Thursday, April 25, 2013

The Steel Magnolias

We are the ones that don’t know God’s plan but have faith that He will see us through. We stand beside our father’s bedside, holding his hand, choking back tears, so that we are strong for him in his last hours. We are the ones that stand in a long line of mourners to pass our friend’s casket to give our condolences to her family. We are the ones that step in to help a child facing bullies or hardships. We are the ones that hold our mother’s hand as she faces her first round of chemo. We are the ones that make the extra effort to make sure some of the needy families have their needs met. We are the ones that beg God to loosen the grip of alcoholism that our husbands or boyfriends are facing. We are the ones that stand and receive a folded flag in place of our fiance's safe return. We are the ones that face the defeat of rape and abuse and sexism and harassment and come out of it stronger. We are at our husband's side when he is weak; yet, we can stand on our own. We are the ones that can survive poverty, or bad relationships; we are the ones that thrive despite bad odds. We believe in greatness. We hold our heads high even when our world is crumbling. Yes, we are the ones that smile through our tears.
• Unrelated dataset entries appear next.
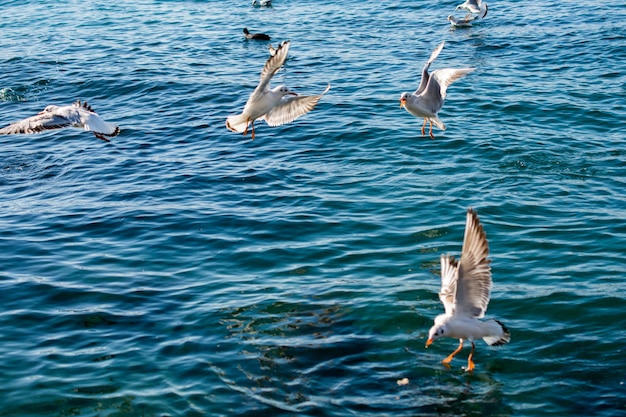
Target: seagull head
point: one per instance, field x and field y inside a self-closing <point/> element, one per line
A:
<point x="403" y="98"/>
<point x="435" y="332"/>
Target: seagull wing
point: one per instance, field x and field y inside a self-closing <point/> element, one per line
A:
<point x="272" y="65"/>
<point x="36" y="124"/>
<point x="92" y="122"/>
<point x="443" y="78"/>
<point x="290" y="108"/>
<point x="425" y="76"/>
<point x="473" y="286"/>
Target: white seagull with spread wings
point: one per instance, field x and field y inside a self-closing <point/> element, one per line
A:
<point x="428" y="99"/>
<point x="278" y="105"/>
<point x="465" y="292"/>
<point x="78" y="114"/>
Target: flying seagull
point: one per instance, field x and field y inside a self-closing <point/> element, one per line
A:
<point x="278" y="105"/>
<point x="428" y="99"/>
<point x="78" y="114"/>
<point x="465" y="292"/>
<point x="257" y="36"/>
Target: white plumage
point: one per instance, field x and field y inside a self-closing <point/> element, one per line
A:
<point x="428" y="99"/>
<point x="465" y="293"/>
<point x="78" y="114"/>
<point x="278" y="105"/>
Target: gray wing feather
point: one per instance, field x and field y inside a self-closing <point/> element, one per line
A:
<point x="272" y="65"/>
<point x="474" y="281"/>
<point x="425" y="76"/>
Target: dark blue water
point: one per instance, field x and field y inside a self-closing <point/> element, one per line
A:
<point x="183" y="269"/>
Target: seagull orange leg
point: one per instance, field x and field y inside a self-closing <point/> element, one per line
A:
<point x="470" y="360"/>
<point x="245" y="132"/>
<point x="451" y="356"/>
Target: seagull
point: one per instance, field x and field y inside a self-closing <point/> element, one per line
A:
<point x="257" y="36"/>
<point x="428" y="99"/>
<point x="466" y="22"/>
<point x="278" y="105"/>
<point x="474" y="7"/>
<point x="272" y="49"/>
<point x="465" y="292"/>
<point x="78" y="114"/>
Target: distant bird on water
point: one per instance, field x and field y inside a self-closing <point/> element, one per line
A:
<point x="278" y="105"/>
<point x="429" y="97"/>
<point x="256" y="36"/>
<point x="78" y="114"/>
You will not see our worry lines on a daily basis, but you will notice how our laugh lines somehow soften our face. We dream through our despair. We continue to see beauty even when the reality of life knocks us down. We love fiercely through the hate. The only thing that surpases our beauty is our strength. We are tough as nails, and yet somehow tender. We are just as God intended. We are the Steel Magnolias.